JOHN (II) Agyekum Kufuor made good his promise on Monday and attended the inauguration of John (IV) Dramani Mahama as the fourth president of the Fourth Republic of Ghana.
On Wednesday January 2, 2013, a joint meeting of the National Executive Committee /Elders Committee of the New Patriotic Party (NPP) ordered all members and supporters of the party to boycott the swearing-in of President-elect John Mahama, scheduled for Monday, January 7, 2013.
The party was afraid that attendance at the inauguration would undermine its rejection of the result of the December 7, 2012 Presidential Election, based on which John Dramani Mahama was declared President-elect by the Electoral Commission, and the annulment of which the party has filed a writ at the Supreme Court.
"Are these elephant people serious", the people would have asked. "Why are they causing tension in the country by rejecting the result of the presidential election and filing a writ at the Supreme Court if they would attend the inauguration of the man they claim did not win the election for which he was being sworn?"
The rationale, therefore, was okay, despite the fact that it undermined national cohesion. Ex-President Kufuor, who was part of the meeting, however, had a problem with the ban. He explained why he ought to attend the inauguration and the meeting saw reason with him and consequently made him the only exception to the ban.
Ex-president Kufuor consequently informed the public of his position after the announcement of the ban on all NPP supporters. The NPP faithful raised umbrage and besieged his house the next morning, vowing that he would have to drive over them to leave the house for the Black Star Square, venue of the ceremony. In an audience with his fellow party men, he explained his predicament to them; they seemed to sympathise with his position and the siege was called off.
However, in the morning of the inauguration, another group of NPP supporters, or possibly the same previous group cordoned off Kufuor's residence in an attempt to prevent him from going for the Mahama inauguration.
He eventually made it. The Chronicle is happy for him that he kept his resolve in the face of unthinking opposition and re-established his credentials as a statesman who ought to rise above naked partisanship. If he had not, he would have regrettably lost all claim to being a statesman.
In the considered view of The Chronicle ex-President Kufuor deeply dented his claim to being a statesman in the controversy over the EC's insistence on carrying out its constitutional mandate to create 45 constituencies for inclusion in Election 2012.
On that occasion, many who saw him on TV arguing for the NPP position for the EC not to create the new constituencies, perceived him as inciting NPP supporters to violence with his threats to the EC Chairman, Kwadwo Afari-Djan.
The Chronicle believes it is the flak he received then, both locally and internationally, after that display that mainly informed his resolve to attend the presidential swearing-in on Monday. Our advice to him, for what it is worth, is to remember always that his eight years in the Executive Office of Ghana and his sterling contribution to a peaceful transition after him, have raised him to such Olympian heights that he cannot allow himself to be blackmailed into sacrificing for anyone.

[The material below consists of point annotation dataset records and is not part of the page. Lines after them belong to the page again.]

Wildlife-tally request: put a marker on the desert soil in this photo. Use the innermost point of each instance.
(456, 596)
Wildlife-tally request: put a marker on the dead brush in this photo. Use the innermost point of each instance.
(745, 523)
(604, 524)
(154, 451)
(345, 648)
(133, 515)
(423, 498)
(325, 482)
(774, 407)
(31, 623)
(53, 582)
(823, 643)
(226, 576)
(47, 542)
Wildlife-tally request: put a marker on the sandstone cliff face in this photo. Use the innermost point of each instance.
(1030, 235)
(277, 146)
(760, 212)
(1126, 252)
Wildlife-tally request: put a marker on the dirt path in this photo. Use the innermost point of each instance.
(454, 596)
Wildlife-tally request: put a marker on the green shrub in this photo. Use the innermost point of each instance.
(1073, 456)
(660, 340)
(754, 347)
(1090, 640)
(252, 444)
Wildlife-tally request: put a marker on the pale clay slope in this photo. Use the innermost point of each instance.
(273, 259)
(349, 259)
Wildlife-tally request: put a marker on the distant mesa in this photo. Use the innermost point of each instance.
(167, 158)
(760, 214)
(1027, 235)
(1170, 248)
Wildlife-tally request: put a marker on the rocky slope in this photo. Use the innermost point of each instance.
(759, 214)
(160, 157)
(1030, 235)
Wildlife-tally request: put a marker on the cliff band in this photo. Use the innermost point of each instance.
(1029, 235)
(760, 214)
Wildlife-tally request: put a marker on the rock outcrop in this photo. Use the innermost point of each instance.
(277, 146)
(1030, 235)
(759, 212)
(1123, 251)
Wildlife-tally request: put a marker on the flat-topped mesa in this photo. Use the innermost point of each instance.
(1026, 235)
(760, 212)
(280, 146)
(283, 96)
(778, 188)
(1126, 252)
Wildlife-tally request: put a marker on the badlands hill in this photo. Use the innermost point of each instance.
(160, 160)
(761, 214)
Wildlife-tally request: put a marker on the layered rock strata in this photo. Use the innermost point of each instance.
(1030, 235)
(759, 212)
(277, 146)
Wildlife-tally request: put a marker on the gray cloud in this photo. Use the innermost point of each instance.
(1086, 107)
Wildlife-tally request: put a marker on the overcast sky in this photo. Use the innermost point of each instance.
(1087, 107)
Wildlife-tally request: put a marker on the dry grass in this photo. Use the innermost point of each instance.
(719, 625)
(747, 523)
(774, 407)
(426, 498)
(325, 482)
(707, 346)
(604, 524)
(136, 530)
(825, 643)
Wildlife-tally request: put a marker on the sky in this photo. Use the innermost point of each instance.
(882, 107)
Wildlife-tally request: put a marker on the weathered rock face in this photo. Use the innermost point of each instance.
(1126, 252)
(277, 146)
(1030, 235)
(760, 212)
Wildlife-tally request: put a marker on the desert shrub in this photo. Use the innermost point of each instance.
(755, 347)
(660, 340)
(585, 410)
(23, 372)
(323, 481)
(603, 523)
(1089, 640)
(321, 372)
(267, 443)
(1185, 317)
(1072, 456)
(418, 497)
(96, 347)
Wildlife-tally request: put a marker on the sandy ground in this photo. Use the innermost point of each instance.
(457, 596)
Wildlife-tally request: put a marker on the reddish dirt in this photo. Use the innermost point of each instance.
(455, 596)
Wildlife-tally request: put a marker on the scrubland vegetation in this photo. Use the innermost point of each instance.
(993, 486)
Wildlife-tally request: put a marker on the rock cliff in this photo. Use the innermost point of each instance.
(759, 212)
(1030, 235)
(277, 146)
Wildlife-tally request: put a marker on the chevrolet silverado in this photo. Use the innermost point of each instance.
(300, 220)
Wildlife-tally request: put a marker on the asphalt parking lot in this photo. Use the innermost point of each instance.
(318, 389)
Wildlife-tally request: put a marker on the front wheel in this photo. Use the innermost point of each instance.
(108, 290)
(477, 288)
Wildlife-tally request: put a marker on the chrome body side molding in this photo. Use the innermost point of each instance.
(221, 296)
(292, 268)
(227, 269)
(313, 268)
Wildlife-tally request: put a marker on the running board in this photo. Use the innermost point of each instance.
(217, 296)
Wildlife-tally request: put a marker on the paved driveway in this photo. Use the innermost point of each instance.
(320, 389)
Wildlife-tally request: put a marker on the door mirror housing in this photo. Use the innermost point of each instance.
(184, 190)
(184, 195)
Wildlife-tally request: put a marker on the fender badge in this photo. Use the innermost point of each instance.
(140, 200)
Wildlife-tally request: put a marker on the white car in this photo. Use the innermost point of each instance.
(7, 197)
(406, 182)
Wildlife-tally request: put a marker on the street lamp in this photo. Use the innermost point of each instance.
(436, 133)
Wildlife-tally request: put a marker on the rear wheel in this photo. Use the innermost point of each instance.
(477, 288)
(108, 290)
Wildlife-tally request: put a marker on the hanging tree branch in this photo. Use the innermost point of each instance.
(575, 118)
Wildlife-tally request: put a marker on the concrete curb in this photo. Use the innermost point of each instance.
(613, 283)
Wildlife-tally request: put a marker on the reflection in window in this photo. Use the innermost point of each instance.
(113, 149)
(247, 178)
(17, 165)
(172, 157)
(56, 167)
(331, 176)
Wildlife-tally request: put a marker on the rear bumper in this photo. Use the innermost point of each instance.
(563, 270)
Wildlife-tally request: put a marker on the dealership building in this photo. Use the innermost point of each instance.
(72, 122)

And may be those NPP supporters, calling themselves the "Young Patriots", would consider adopting the new description of "Young Elephants". Real patriotism is always in the national interest - the sort that ex-President Kufuor boldly displayed on Monday.
That is what the Roman poet, Horace, referred to when he wrote: "Dulce et decorum est pro patria mori - It is sweet and right to die for your country". No true patriot should stand in the way of another wishing to live or die for his or her country.
A word to the wise ...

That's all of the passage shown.